Hughes doesn’t think further en banc consideration of patent eligibility under Section 101 would be illuminating to parties or the Supreme Court.

“I know the industry and the patent bar would love us to take it up and some day we may, but the last big decision on that was Alice and if you’ve read Alice recently, it also doesn’t have any real opinion,” he said.

The Federal Circuit’s 2013 en banc decision in CLS Bank International v. Alice Corp. had seven opinions spanning 135 pages. It led to the 2014 Supreme Court decision that laid out the current test for eligibility.

Since then, the Federal Circuit judges have explained their varying takes on the Alice test. The Supreme Court has enough decisions to know what the judges are thinking, and still the high court has declined to take another 101 case in the intervening seven years, he said.

Hughes said parties aren’t going to get the “definitive answer” they are looking for. “If there was an easy solution to 101, or even a moderately reachable solution that could garner a majority of the court, I think we’d be there,” he said. “Like many of us have said in our concurrences and dissents, it seems like this is an issue for Congress now.”

Hughes hopes his entire judicial tenure won’t be defined by 101 as the reigning patent issue. But “I’m seven years in and it’s still going strong,” he said.

Attorneys’ Views

The losing party seeks rehearing in most patent cases, even when the court doesn’t issue an opinion.
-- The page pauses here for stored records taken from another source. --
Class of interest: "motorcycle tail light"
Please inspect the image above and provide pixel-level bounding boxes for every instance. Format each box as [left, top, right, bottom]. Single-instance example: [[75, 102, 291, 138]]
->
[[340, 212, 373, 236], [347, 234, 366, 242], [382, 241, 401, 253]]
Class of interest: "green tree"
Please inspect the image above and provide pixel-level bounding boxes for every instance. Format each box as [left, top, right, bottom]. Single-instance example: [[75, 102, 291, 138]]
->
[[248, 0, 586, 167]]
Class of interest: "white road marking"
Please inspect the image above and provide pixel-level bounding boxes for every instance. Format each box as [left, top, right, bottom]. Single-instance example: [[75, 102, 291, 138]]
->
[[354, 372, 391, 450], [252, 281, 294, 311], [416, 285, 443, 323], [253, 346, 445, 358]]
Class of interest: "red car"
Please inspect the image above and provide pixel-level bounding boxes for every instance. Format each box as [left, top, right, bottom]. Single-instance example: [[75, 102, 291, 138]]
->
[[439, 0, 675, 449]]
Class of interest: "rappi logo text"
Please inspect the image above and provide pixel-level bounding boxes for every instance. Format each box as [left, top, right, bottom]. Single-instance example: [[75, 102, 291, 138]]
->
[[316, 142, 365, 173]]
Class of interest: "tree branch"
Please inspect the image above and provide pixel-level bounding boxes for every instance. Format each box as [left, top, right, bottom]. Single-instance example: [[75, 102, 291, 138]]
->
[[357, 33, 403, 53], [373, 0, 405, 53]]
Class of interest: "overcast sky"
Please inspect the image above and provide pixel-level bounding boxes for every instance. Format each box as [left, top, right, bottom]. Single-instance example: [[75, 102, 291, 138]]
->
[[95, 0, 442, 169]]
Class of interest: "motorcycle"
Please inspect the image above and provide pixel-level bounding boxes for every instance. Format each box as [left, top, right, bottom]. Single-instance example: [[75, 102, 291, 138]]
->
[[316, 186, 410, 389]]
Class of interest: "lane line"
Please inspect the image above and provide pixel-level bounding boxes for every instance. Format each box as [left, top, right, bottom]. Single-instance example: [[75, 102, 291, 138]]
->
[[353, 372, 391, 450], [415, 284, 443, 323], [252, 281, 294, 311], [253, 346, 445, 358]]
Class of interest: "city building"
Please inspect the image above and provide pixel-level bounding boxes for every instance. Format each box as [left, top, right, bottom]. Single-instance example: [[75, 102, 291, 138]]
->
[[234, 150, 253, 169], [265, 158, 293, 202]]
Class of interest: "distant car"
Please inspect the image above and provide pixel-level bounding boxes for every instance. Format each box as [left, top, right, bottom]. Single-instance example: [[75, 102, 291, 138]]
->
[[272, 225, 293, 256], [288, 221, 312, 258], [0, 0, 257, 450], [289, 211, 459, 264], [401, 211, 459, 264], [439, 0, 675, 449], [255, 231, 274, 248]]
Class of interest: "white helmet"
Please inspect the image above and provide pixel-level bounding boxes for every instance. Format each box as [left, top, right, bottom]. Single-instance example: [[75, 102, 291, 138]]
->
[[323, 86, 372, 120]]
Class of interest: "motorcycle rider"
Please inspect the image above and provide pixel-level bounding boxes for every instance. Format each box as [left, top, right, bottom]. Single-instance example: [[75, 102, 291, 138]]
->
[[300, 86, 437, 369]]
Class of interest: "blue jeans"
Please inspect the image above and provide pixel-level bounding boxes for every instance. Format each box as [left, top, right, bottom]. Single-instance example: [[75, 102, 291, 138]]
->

Clients want to make sure they’ve exhausted their options, and the cost to file a rehearing petition is a drop in the bucket by the time a case has been appealed, Matthew Dowd of Dowd Scheffel PLLC in Washington said.

If parties only get a one-line affirmance from the court, they may see en banc as a chance to pick up a judge or two and get more of an explanation that they can use if they ask for Supreme Court review, he said.

Parties also may use en banc as a delay tactic, according to Jonathan Stroud, the chief IP counsel at Unified Patents, a membership group that seeks to deter patent assertions from nonpracticing entities. “Many of the appeals, once final, will cancel patent claims or finalize a judgment,” Stroud said in an email.

“Parties know they are unlikely to prevail, but it is hard for lawyers to concede that to their clients,” Stroud said. “So it’s a way to temporarily save face.”

Mel Bostwick of Orrick, Herrington & Sutcliffe LLP in Washington said it’s not surprising parties would try for rehearing when there’s at least a perception of inconsistency in panel decisions on so many patent issues.

“I don’t think most litigants are cavalierly filing rehearing petitions, especially when the cost is often not negligible,” she said in an email.

Three Piles

Hughes said if the panel affirmed without an opinion, he puts the petition down and waits to hear from his clerks if it’s worth considering. If the panel wrote a nonprecedential decision without a dissent, he may flip through the table of contents to make sure he’s not missing anything.

But the only en banc petitions Hughes said he reads seriously are the precedential decisions, particularly with dissents. “Those are the only ones that are going to be en-banc-worthy,” he said.

Briefs from outside parties are rarely influential unless they provide a broader factual perspective, Hughes said.